Evidence Rating Level: 1 (Excellent)
Patients with atrial fibrillation or mechanical heart valves often require the cessation of vitamin K antagonists, namely warfarin, in the days preceding an invasive procedure. Usually, warfarin is withheld for 4-5 days prior to a procedure, and resumed either the same day, or 1-2 days following the procedure. It is uncertain whether or not these patients would benefit from bridging with low molecular weight heparin (LWMH), which would involve providing LWMH for 3-5 days before, and 4 days after the procedure. In theory, this bridging method would decrease risk of bleeding, as LWMH acts as a short acting anticoagulant, and also decrease risk of thromboembolism, since patients spend less time off of anticoagulants. However, a pilot study showed that the thrombosis rate was 3.1% in patients receiving LWMH, most often in patients who had a post-operative bleeding event, which then led to the thrombosis. Therefore, the current double-blind, randomized controlled trial aimed to compare the number of bleeding events and rate of thromboembolism between patients receiving LWMH (specifically dalteparin) post-operatively and patients receiving a placebo: The hypothesis was that the placebo group would have fewer bleeding events and lower rates of thromboembolism.

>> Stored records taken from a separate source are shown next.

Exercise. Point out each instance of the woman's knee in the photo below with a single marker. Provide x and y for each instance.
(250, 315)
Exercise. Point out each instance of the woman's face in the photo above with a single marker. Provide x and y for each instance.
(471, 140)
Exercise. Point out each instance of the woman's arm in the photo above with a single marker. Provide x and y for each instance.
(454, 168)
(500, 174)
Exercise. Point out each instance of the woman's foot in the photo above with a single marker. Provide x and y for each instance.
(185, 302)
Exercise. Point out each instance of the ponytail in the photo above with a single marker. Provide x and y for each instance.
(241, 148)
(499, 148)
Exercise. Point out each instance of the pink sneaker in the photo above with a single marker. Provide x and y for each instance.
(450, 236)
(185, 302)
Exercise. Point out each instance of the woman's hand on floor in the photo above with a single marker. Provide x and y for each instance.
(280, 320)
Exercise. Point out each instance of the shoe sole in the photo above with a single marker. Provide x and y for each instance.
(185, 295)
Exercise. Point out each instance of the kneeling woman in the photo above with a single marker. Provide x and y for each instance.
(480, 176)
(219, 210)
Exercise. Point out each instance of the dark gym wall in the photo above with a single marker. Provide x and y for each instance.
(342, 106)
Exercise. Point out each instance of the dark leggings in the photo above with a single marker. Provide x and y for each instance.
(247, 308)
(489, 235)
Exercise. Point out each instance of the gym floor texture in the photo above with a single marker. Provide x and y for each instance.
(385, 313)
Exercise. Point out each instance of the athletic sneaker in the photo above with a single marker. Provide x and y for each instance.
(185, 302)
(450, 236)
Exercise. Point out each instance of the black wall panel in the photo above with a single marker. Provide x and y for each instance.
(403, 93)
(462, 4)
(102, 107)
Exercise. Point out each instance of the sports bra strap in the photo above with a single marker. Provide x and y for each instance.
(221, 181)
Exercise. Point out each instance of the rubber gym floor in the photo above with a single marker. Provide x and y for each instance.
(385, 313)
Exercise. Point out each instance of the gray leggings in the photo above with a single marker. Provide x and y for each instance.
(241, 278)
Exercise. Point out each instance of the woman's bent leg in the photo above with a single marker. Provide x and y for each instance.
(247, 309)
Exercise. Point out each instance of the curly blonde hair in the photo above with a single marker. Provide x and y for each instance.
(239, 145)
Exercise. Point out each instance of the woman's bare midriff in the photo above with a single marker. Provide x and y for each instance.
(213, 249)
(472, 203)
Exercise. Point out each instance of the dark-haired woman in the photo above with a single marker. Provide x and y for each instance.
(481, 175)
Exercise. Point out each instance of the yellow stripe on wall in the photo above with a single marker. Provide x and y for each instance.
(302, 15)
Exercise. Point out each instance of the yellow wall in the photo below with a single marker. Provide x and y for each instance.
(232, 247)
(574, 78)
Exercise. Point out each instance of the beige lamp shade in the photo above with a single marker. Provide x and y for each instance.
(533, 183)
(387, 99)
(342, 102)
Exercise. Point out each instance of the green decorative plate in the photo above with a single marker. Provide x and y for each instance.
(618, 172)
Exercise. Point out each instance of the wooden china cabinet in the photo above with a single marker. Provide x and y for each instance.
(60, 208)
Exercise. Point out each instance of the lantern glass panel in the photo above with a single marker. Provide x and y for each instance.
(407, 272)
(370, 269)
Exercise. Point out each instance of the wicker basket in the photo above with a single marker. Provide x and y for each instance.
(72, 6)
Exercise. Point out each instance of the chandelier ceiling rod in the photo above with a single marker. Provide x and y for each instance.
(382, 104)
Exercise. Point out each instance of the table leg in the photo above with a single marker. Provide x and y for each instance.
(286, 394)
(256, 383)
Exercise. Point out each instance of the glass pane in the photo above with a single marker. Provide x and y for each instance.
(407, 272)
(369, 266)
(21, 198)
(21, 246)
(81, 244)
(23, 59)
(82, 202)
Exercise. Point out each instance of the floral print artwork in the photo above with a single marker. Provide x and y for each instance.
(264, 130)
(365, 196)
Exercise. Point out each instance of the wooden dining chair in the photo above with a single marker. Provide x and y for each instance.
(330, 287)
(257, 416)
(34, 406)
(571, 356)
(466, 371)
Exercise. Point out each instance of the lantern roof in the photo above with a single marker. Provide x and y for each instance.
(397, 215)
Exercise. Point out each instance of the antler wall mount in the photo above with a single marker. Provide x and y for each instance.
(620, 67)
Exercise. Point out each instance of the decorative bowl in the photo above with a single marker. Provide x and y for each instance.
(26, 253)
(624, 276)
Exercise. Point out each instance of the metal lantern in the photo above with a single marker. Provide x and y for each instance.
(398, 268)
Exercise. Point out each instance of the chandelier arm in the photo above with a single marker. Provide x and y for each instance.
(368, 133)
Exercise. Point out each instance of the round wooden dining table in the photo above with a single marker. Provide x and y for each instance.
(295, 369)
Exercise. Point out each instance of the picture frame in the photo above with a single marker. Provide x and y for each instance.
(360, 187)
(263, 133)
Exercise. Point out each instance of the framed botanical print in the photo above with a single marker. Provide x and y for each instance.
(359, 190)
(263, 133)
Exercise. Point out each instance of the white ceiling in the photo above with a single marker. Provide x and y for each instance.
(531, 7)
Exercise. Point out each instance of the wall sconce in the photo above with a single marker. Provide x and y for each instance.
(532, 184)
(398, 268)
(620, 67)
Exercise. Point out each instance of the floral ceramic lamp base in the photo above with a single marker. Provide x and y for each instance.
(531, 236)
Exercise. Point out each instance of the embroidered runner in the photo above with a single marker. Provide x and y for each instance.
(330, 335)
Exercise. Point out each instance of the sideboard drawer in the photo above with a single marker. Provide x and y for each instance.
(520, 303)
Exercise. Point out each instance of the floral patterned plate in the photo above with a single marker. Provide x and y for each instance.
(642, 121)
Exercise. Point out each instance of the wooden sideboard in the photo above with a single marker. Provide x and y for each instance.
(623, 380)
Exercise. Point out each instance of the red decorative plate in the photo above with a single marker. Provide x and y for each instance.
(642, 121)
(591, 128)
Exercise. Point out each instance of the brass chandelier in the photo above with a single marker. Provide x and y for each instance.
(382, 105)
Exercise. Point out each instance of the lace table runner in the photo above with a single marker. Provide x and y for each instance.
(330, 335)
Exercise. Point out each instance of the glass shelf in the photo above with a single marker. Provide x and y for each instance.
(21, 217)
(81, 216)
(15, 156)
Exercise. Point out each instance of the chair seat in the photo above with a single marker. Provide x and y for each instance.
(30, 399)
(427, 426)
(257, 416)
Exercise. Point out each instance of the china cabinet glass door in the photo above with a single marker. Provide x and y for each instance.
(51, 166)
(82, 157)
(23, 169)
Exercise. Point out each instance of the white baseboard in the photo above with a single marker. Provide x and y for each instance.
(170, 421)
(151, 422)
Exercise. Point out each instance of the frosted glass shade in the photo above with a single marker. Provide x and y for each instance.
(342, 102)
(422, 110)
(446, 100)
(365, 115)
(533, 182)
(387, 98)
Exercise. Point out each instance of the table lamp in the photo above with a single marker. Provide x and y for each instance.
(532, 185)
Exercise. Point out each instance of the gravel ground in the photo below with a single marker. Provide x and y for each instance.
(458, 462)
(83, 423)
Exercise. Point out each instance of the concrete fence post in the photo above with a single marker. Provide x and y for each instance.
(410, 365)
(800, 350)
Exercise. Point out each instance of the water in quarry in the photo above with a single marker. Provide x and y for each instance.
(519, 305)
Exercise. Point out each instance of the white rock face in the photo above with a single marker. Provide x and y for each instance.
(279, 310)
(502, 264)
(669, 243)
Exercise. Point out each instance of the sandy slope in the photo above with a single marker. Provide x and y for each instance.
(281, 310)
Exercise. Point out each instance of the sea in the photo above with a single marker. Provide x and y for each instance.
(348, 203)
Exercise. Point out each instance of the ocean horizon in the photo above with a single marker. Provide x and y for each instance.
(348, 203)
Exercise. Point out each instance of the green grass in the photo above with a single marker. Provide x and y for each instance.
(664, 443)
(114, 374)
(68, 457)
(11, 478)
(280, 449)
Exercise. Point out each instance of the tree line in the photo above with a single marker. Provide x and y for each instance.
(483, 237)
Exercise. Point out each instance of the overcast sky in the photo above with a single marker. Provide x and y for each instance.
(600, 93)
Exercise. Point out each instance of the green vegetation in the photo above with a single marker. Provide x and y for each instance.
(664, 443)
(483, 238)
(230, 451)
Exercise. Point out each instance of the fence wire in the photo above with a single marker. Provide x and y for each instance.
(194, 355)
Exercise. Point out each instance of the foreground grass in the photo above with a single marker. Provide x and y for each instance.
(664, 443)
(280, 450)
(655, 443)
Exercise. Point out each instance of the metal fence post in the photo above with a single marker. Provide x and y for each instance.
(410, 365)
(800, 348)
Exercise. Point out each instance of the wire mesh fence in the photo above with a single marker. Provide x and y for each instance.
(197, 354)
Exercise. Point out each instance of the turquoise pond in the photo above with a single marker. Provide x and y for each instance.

This study was limited to investigating the effect of bridging post-operatively, since all patients in the study received dalteparin prior to surgery, including in the placebo group. The study population consisted of adult patients with either atrial fibrillation or mechanical heart valve, undergoing an invasive procedure where cessation of warfarin was required. Overall, the results found no significant difference in bleeding events or thromboembolism rate between the placebo and dalteparin groups, suggesting that bridging with LWMH does not provide a benefit to patients.

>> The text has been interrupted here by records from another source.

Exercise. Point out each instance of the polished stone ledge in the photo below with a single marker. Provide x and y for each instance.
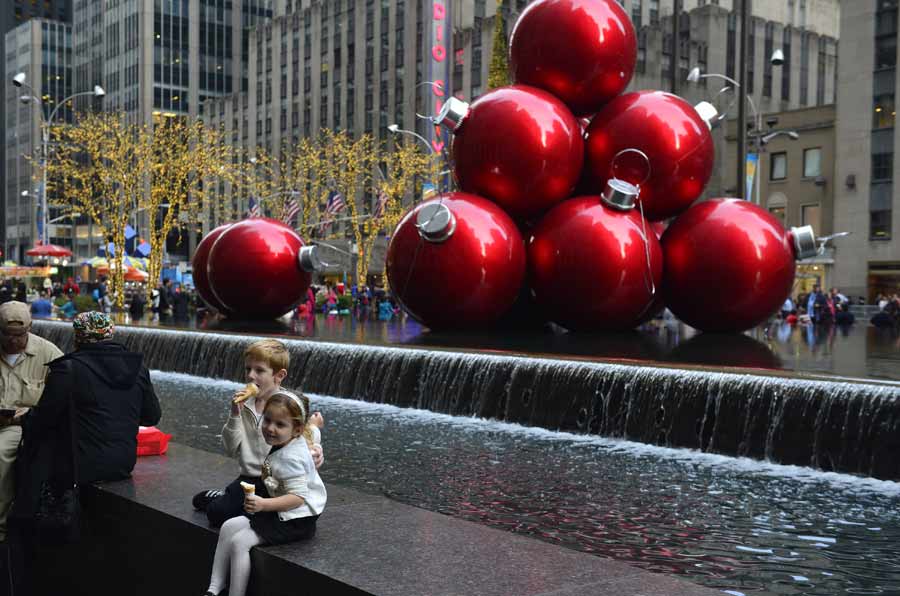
(146, 538)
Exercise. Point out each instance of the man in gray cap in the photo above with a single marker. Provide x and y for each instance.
(23, 367)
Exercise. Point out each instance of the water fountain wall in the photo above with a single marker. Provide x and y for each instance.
(840, 426)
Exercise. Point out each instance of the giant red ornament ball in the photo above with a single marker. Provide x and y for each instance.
(672, 134)
(469, 272)
(588, 266)
(201, 279)
(729, 265)
(254, 269)
(520, 147)
(581, 51)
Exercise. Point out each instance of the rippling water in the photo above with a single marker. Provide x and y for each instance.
(742, 526)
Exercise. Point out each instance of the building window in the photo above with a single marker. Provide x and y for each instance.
(767, 65)
(811, 215)
(882, 167)
(778, 212)
(886, 50)
(731, 47)
(778, 166)
(880, 210)
(786, 67)
(884, 112)
(804, 68)
(879, 225)
(812, 162)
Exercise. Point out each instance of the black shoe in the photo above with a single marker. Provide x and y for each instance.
(205, 497)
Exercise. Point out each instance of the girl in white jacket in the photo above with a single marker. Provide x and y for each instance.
(295, 496)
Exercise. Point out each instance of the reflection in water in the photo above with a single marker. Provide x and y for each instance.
(738, 525)
(858, 351)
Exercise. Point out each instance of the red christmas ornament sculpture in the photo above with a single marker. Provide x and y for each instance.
(674, 135)
(730, 264)
(456, 260)
(594, 262)
(581, 51)
(518, 146)
(259, 268)
(201, 280)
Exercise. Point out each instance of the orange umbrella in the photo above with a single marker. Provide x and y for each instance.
(49, 250)
(135, 275)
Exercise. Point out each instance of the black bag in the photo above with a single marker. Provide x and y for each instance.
(58, 516)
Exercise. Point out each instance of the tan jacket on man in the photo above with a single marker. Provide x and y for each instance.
(21, 386)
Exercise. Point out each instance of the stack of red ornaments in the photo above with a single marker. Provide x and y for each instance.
(563, 168)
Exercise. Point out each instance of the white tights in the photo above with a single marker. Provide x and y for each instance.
(236, 538)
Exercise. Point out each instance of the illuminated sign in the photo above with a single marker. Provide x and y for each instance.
(439, 66)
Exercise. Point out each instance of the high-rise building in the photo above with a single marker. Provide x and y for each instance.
(163, 57)
(12, 14)
(867, 262)
(359, 65)
(41, 51)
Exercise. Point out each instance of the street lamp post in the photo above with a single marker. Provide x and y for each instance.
(350, 254)
(394, 128)
(776, 59)
(46, 124)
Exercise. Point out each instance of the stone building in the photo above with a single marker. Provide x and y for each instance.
(868, 261)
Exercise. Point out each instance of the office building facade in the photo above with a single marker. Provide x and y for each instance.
(41, 50)
(867, 262)
(357, 65)
(12, 14)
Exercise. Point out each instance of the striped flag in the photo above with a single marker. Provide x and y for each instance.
(291, 209)
(253, 208)
(334, 205)
(380, 204)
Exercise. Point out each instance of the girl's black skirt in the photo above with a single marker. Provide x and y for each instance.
(274, 531)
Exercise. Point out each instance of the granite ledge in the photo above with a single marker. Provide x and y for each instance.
(366, 544)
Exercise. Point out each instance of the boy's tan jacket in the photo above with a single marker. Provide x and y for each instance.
(243, 440)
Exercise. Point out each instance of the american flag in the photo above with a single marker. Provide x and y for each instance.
(380, 204)
(253, 208)
(333, 206)
(291, 209)
(335, 203)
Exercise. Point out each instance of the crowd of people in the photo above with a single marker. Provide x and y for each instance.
(72, 419)
(363, 301)
(818, 308)
(833, 308)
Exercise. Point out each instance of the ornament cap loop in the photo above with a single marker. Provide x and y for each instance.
(435, 222)
(804, 242)
(708, 113)
(452, 113)
(309, 259)
(620, 194)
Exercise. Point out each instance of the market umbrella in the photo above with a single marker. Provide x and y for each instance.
(135, 275)
(49, 250)
(96, 262)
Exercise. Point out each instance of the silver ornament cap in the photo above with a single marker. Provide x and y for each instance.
(620, 194)
(804, 242)
(708, 113)
(309, 259)
(435, 222)
(452, 113)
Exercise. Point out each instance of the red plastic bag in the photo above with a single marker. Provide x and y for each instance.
(152, 441)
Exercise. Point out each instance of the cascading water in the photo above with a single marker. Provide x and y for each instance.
(839, 426)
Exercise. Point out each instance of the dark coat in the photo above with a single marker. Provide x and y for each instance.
(112, 393)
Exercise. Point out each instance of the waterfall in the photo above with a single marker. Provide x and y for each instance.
(830, 425)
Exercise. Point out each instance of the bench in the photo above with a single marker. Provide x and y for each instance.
(144, 538)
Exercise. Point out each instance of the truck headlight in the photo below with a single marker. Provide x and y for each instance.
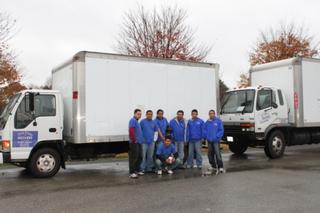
(5, 145)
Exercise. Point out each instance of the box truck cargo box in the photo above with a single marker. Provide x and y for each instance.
(100, 92)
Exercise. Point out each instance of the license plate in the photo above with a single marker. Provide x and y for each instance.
(229, 139)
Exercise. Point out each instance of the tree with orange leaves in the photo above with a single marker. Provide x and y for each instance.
(285, 42)
(10, 77)
(160, 34)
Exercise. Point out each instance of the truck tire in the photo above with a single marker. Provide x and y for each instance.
(275, 145)
(238, 148)
(45, 162)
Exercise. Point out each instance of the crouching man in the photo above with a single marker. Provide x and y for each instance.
(167, 157)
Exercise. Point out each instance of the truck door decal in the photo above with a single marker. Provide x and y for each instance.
(24, 139)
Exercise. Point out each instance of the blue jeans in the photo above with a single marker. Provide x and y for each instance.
(180, 149)
(162, 165)
(214, 155)
(195, 146)
(147, 157)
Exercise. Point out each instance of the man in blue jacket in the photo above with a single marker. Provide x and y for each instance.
(167, 157)
(194, 138)
(178, 127)
(135, 140)
(162, 124)
(148, 127)
(213, 132)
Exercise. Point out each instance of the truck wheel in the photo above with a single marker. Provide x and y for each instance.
(44, 163)
(238, 148)
(275, 145)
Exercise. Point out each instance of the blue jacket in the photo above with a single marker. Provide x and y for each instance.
(194, 130)
(163, 151)
(162, 125)
(213, 130)
(137, 137)
(178, 130)
(148, 128)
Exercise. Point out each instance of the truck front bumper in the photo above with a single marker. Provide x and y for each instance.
(4, 157)
(235, 133)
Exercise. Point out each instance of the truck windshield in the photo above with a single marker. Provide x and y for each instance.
(7, 110)
(240, 101)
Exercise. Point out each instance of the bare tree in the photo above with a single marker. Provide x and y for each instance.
(159, 33)
(10, 77)
(285, 42)
(244, 80)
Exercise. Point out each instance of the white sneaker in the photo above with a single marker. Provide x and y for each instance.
(221, 170)
(133, 176)
(140, 173)
(170, 172)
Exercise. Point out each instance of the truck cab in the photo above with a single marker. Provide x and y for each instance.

In-Depth [randomized controlled trial]: The patients in this trial were recruited from 10 thrombosis research sites, located in Canada and India. There were 629 participants randomized to the placebo and 786 to the to the dalteparin groups. 5 days prior to the procedure, warfarin was discontinued, and patients received dalteparin 200 IU/kg 2-3 days before the procedure. Resumption of warfarin occurred the evening of the procedure, and the placebo or dalteparin intervention began the morning after. The follow-up was done at 30 and 90 days. The results of the study showed a major thromboembolism rate at 90 days of 1.2% for the placebo group, and 1.0% for dalteparin (p =0.64, risk difference -0.3%, 95% CI -1.3 to 0.8). A major bleeding event at 90 days occurred in 2.0% of patients for the placebo, and 1.3% for dalteparin (p =-0.32, risk diff -0.7, 95% CI -2.0 to 0.7). At the 30 day mark, there was also no significant difference in the risk of either major thromboembolism or a major bleeding event, with 3.2% of the placebo group and 2.3% of the dalteparin group having these events (p = 0.28, risk diff -0.9, 95% CI -2.6 to 0.8). In conclusion, the use of LWMH dalteparin as a form of post-operative bridging is not advantageous for preventing thrombosis or bleeding events, in patients undergoing procedures were warfarin has to be withheld.